Num debate sobre liderança promovido no âmbito do Innov.Club, a coach francesa Katia Verresen apresentou a sua experiência de mais de duas décadas na formação de quadros superiores e destacou a centralidade da saúde mental e da autoconsciência na gestão contemporânea. Verresen, que esteve envolvida na preparação de líderes em empresas como Amazon, Facebook e Airbnb, afirmou que a próxima geração de líderes se distingue por uma maior curiosidade sobre a energia humana e por um maior cuidado com o equilíbrio pessoal.
Quatro pilares que orientam a liderança
A coach explicou que a sua metodologia combina elementos de psicologia e programação neurolinguística, estruturados em quatro pilares: físico, emocional, mental e criativo. Segundo Verresen, a reconexão com estes domínios permite recuperar energia e inspiração, fatores essenciais para que uma estratégia empresarial seja executada com eficácia.
| Pilar | Objetivo |
|---|---|
| Físico | Manter energia e capacidade de execução |
| Emocional | Regulação afetiva e resiliência |
| Mental | Clareza, foco e tomada de decisão |
| Criativo | Geração de ideias e adaptabilidade |
Na sua intervenção, Verresen sublinhou que a presença de uma estratégia brilhante não compensa a exaustão do líder: sem energia, a execução falha. Por isso, defende uma prática constante de regulação energética como parte integrante do desenvolvimento de lideranças.

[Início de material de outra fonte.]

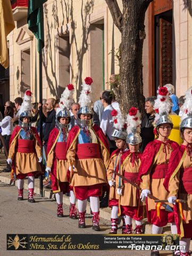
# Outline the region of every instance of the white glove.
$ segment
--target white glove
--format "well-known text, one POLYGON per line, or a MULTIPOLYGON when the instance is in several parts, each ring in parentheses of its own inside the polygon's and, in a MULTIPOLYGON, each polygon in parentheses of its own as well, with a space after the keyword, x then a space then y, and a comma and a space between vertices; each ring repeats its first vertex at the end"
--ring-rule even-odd
POLYGON ((112 180, 110 180, 108 181, 108 183, 110 187, 113 187, 113 186, 115 185, 115 181, 112 180))
POLYGON ((47 172, 51 172, 52 169, 50 168, 50 167, 46 167, 46 169, 45 169, 45 171, 47 172))
POLYGON ((176 196, 170 196, 168 199, 168 201, 169 202, 169 203, 170 203, 170 204, 176 204, 176 203, 175 202, 175 201, 177 199, 177 197, 176 196))
POLYGON ((120 196, 122 196, 122 188, 118 188, 116 189, 116 191, 118 195, 119 195, 120 196))
POLYGON ((148 194, 151 194, 150 190, 148 189, 143 189, 140 196, 140 199, 142 202, 145 201, 145 198, 147 197, 148 194))
MULTIPOLYGON (((73 165, 73 171, 74 171, 74 168, 75 168, 75 167, 74 167, 74 166, 73 165)), ((69 167, 69 171, 70 172, 71 171, 71 165, 69 167)))
POLYGON ((43 160, 42 156, 40 156, 40 157, 39 157, 39 161, 38 162, 39 163, 41 163, 42 160, 43 160))
POLYGON ((11 158, 7 159, 7 162, 8 164, 12 164, 12 159, 11 158))

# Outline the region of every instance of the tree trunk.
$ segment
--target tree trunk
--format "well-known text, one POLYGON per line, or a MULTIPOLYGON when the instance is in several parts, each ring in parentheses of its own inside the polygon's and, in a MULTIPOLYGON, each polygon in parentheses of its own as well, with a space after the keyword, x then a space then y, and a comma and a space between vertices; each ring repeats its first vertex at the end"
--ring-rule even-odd
POLYGON ((143 46, 145 38, 145 16, 152 0, 122 0, 122 42, 120 46, 120 82, 114 89, 123 114, 131 107, 143 114, 145 98, 143 83, 143 46))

“Se tudo isto for reconectado, e todos tivermos a capacidade de nos ligar a estes pilares, as pessoas voltam à vida”,
O tema da saúde mental voltou a surgir como um eixo de conversa — incluindo referências a fenómenos como burnout e à chamada síndrome do impostor — e é apontado como uma preocupação crescente entre os novos gestores. Verresen descreve essa tendência como esperançosa: mais autoconsciência e curiosidade sobre a energia humana podem traduzir‑se em lideranças mais flexíveis e mais eficazes.
Implicações para organizações e práticas de gestão
Para as empresas, a proliferação desta perspetiva implica uma adaptação nas práticas de formação e de avaliação de performance: além de competências técnicas e estratégicas, ganha relevância a monitorização do bem‑estar e a oferta de ferramentas que permitam gerir níveis de energia e stress. A mudança cultural sugerida aponta para um modelo de liderança que integra o cuidado pessoal como condição de eficácia organizacional.
- Autoconsciência emerge como requisito essencial antes de qualquer estratégia.
- Regulação da energia é colocada ao nível de prática contínua, não apenas intervenção pontual.
- A nova geração de líderes mostra maior abertura para ferramentas que promovam equilíbrio e resiliência.
Se adotada de forma consistente, esta abordagem pode alterar a forma como empresas em Portugal e internacionalmente formam e acompanham os seus líderes, com impacto direto na prevenção de burnout e na sustentabilidade do desempenho executivo.